Simplify your goals. Instead of having half a dozen goals or more, simplify it to one goal. Not only will this make you less stressed, it will make you more successful. You’ll be able to focus on that One Goal, and give it all of your energy. That gives you much better chances for success.
Single-task. Multi-tasking is more complicated, more stressful, and generally less productive. Instead, do one task at a time.
Simplify your filing system. Stacking a bunch of papers just doesn’t work. But a filing system doesn’t have to be complicated to be useful.Create a simple system.
Develop equanimity. If every little thing that happens to you sends you into anger or stress, your life might never be simple.
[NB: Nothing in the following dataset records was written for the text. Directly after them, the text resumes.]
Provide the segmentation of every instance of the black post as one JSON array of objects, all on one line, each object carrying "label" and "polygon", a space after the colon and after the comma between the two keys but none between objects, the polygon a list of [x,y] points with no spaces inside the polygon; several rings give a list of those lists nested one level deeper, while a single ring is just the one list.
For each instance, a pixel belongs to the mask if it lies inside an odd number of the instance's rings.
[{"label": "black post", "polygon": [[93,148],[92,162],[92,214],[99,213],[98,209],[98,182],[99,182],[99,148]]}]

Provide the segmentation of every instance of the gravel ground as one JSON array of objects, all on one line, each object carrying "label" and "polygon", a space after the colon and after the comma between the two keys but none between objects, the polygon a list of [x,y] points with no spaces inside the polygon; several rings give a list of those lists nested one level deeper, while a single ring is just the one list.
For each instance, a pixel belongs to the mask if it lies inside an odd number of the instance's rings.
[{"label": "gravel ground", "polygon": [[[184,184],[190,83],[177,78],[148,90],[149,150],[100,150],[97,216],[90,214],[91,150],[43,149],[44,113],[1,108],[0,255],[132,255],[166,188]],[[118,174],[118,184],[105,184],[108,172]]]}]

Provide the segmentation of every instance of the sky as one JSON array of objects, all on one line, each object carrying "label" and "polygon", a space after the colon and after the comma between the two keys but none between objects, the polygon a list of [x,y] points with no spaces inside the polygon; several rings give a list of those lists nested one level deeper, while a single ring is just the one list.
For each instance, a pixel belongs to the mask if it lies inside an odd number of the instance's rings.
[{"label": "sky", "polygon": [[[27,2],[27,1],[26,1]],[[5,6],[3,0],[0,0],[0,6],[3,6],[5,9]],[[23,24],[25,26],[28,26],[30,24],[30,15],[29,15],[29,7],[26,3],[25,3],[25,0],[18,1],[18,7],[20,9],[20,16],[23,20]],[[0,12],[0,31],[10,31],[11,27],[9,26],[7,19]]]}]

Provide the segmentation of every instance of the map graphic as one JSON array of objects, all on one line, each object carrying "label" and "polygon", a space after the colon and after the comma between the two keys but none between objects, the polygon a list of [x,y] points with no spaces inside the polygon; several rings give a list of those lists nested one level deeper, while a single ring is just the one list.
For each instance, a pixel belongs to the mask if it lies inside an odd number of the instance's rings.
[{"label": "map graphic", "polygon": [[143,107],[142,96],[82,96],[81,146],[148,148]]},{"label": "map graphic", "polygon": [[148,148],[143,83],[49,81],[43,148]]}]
Learn to detach yourself, and be more at peace.
Reduce your consumption of advertising. Advertising makes us want things. That’s what it’s designed to do, and it works. Find ways to reduce your exposure of advertising, whether that’s in print, online, broadcast, or elsewhere. You’ll want much less.
Make a Most Important Tasks (MITs) list each day. Set just 3 very important things you want to accomplish each day. Don’t start with a long list of things you probably won’t get done by the end of the day. A simple list of 3 things, ones that would make you feel like you accomplished something.
Create morning and evening routines. A great way to simplify your life is to create routines at the start and end of your day. Read more on morning routines.
Learn to do nothing. Doing nothing can be an art form, and it should be a part of every life.
Automate Saving and Bill-Paying. Recurring transactions like making an IRA deposit or paying the cell-phone bill or can be automated to save time. Paying bills automatically also helps avoid those “oops” moments that lead to late fees and credit dings.
Go for quality, not quantity. Try not to have a ton of stuff in your life … instead, have just a few possessions, but ones that you really love, and that will last for a long time.
Fill your day with simple pleasures. Make a list of your favorite simple pleasures, and sprinkle them throughout your day.
Leave space around things in your day. Whether they’re appointments, or things you need to do, don’t stack them back-to-back. Leave a little space between things you need to do, so you will have room for contingencies, and you’ll go through your day much more relaxed.
Live closer to work. This might mean getting a job closer to your home, or moving to a home closer to your work. Either will do much to simplify your life.
Always ask: Will this simplify my life? If the answer is no, reconsider.
The habit of meditation is one of the most powerful things I’ve ever learned. It has helped me to form all my other habits, it’s helped me to become more peaceful, more focused, less worried about discomfort, more appreciative and attentive to everything in my life. I’m far from perfect, but it has helped me come a long way.